Por outro lado, entraram em cena os alimentos de base vegetal que usam como emblema a ilusão de estar salvando o planeta e defendendo os animais. Porém, o que muitos desconhecem é que estes alimentos , na sua grande maioria, são provenientes de monoculturas vegetais que substituem a vegetação natural acabando com o habitat dos animais silvestres. Além disso, a maioria usa toneladas de agrotóxicos que envenenam e diminuem sensivelmente a recuperação dos biomas naturais. Aqui, do nosso Pampa resta cerca de 40% pelo avanço das lavouras principalmente de soja. E ainda, mais recentemente surgiram os alimentos ultra processados e células cultivadas em laboratório trazidos por empresas que apresentam soluções tecnológicas que visam substituir produtos de origem animal e outros alimentos. Assim, alimentos reais e ricos em nutrientes estão desaparecendo gradualmente. Tem mel que não é de abelhas, carne que não vem de animais , leite que não vem da glândula mamária de mamíferos, pescados que não vem da água, todos com um aparência, coloração, aroma e sabor artificiais. Claro que todos somos livres para escolher o que queremos comer, mas o nome deve ser claro e não um engodo. Por que chamar de leite , carne, manteiga, queijo, mel, peixe, produtos oriundos de estratos de plantas ou do cultivo de células em laboratório?

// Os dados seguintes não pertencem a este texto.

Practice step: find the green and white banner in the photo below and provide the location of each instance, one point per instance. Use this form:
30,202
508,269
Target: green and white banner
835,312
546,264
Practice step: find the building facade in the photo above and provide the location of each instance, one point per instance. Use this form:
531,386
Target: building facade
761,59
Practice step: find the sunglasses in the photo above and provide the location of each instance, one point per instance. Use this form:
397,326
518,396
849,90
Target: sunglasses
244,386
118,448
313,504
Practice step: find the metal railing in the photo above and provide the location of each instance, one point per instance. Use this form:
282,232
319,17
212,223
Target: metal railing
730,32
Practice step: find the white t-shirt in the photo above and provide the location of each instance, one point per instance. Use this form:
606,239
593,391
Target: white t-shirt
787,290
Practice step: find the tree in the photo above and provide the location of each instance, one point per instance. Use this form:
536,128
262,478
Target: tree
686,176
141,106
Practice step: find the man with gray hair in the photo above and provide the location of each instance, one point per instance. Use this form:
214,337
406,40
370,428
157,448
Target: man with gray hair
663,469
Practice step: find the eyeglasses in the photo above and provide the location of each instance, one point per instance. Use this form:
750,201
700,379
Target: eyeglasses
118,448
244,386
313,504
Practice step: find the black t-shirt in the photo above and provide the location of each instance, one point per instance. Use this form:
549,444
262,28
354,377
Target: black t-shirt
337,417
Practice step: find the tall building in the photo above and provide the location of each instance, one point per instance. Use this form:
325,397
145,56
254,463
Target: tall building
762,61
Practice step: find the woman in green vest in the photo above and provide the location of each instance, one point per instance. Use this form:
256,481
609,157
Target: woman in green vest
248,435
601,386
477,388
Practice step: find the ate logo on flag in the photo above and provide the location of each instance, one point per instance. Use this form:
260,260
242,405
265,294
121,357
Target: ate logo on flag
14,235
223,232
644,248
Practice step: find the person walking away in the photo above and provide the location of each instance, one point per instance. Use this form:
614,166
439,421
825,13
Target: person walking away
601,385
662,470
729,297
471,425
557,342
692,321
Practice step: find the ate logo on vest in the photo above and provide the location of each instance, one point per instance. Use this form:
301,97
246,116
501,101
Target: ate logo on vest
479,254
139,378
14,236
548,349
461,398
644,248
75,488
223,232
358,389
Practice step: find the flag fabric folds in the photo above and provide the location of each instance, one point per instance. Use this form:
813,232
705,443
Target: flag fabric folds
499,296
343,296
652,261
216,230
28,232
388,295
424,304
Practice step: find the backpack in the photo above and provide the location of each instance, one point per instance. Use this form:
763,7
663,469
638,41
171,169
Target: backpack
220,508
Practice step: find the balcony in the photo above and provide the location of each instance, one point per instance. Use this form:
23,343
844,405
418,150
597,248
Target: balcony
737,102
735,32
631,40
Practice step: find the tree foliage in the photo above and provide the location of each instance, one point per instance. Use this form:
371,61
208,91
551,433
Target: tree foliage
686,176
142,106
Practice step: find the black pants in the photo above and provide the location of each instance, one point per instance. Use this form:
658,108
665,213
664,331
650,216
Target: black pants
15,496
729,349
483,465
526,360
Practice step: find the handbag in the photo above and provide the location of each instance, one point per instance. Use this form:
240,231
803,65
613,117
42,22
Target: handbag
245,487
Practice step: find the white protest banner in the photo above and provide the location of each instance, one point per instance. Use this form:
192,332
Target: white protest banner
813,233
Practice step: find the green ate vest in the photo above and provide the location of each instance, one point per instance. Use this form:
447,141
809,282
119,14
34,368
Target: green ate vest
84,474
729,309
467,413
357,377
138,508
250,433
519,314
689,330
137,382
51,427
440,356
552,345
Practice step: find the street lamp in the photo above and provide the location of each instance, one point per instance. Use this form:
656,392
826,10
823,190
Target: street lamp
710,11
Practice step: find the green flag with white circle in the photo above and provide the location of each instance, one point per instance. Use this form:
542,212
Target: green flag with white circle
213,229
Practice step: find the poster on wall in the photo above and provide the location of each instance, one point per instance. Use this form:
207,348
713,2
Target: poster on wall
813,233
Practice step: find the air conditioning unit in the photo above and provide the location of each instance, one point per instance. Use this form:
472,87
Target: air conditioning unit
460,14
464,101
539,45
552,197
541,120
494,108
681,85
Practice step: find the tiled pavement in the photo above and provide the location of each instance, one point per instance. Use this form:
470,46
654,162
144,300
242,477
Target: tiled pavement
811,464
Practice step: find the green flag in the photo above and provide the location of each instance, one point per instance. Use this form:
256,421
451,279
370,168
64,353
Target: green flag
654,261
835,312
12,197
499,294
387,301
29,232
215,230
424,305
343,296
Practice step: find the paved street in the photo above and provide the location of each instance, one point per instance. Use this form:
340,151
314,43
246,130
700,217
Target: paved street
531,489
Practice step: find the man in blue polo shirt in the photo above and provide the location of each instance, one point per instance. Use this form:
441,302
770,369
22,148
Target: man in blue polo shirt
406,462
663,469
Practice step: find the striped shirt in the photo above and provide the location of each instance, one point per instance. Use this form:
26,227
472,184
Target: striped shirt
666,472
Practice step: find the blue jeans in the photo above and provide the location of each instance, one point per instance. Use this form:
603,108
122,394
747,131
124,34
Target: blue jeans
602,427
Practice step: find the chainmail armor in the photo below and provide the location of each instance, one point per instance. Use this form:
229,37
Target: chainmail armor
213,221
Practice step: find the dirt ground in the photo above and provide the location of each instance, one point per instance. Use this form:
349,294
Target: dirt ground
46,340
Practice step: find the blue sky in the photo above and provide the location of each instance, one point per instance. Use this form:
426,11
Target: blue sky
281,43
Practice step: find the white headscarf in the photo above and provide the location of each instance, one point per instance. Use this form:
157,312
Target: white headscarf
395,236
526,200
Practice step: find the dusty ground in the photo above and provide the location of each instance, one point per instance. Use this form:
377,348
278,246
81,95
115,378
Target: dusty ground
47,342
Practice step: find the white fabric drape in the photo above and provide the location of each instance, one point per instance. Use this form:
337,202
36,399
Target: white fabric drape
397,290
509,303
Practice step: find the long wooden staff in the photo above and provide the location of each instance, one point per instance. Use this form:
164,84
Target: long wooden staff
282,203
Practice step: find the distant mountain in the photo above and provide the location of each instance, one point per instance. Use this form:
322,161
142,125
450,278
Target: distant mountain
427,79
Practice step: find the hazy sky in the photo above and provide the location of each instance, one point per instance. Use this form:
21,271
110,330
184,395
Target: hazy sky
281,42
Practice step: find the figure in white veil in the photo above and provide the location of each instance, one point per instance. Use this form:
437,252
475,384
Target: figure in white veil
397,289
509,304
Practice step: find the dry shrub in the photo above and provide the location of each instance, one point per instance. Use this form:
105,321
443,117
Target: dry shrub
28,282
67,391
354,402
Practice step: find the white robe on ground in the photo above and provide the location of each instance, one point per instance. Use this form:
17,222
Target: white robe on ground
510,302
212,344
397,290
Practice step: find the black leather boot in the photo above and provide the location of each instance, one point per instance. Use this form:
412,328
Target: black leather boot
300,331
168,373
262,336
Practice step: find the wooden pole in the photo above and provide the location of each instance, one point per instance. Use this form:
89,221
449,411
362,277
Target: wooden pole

Para Vanda Shiva “ a agricultura industrial está reinventando seu futuro com base na “agricultura falsa” com “alimentos falsos”, com produtos químicos e OGMs, drones de vigilância e spyware. Agricultura sem agricultores, agricultura sem biodiversidade, agricultura sem solo, é a visão de quem já nos levou à beira da catástrofe. É por isso que a carne artificial, investida pelos magnatas gigantes da pecuária industrial, não são alternativas viáveis. Nas últimas décadas, tivemos a ilusão de que os químicos e as corporações eram os que alimentam o mundo, mas o que realmente alimenta o mundo é a terra, o sol, a água, a fotossíntese, os insetos que polinizam os cultivos, os micro-organismos que produzem nutrientes para as plantas e os animais que reciclam e fertilizam o solo e proporcionam nossos alimentos. A comida deixou de ser uma fonte de nutrientes e se tornou um produto, algo com o qual se especula e se obtém um benefício econômico. A grande ameaça para o bem-estar do planeta e a saúde de seus habitantes é a agricultura globalizada e industrial e sua forma de produzir, processar e distribuir os alimentos”.
E você, qual tipo de alimento prefere ter no seu prato?
Referências:
SHIVA, V. ¿Quién alimenta realmente al mundo? El fracaso de la agricultura industrial y la promesa de la agroecología. Trad. Amélia Pérez de Villar. Madrid: Capitán Swing, 2017.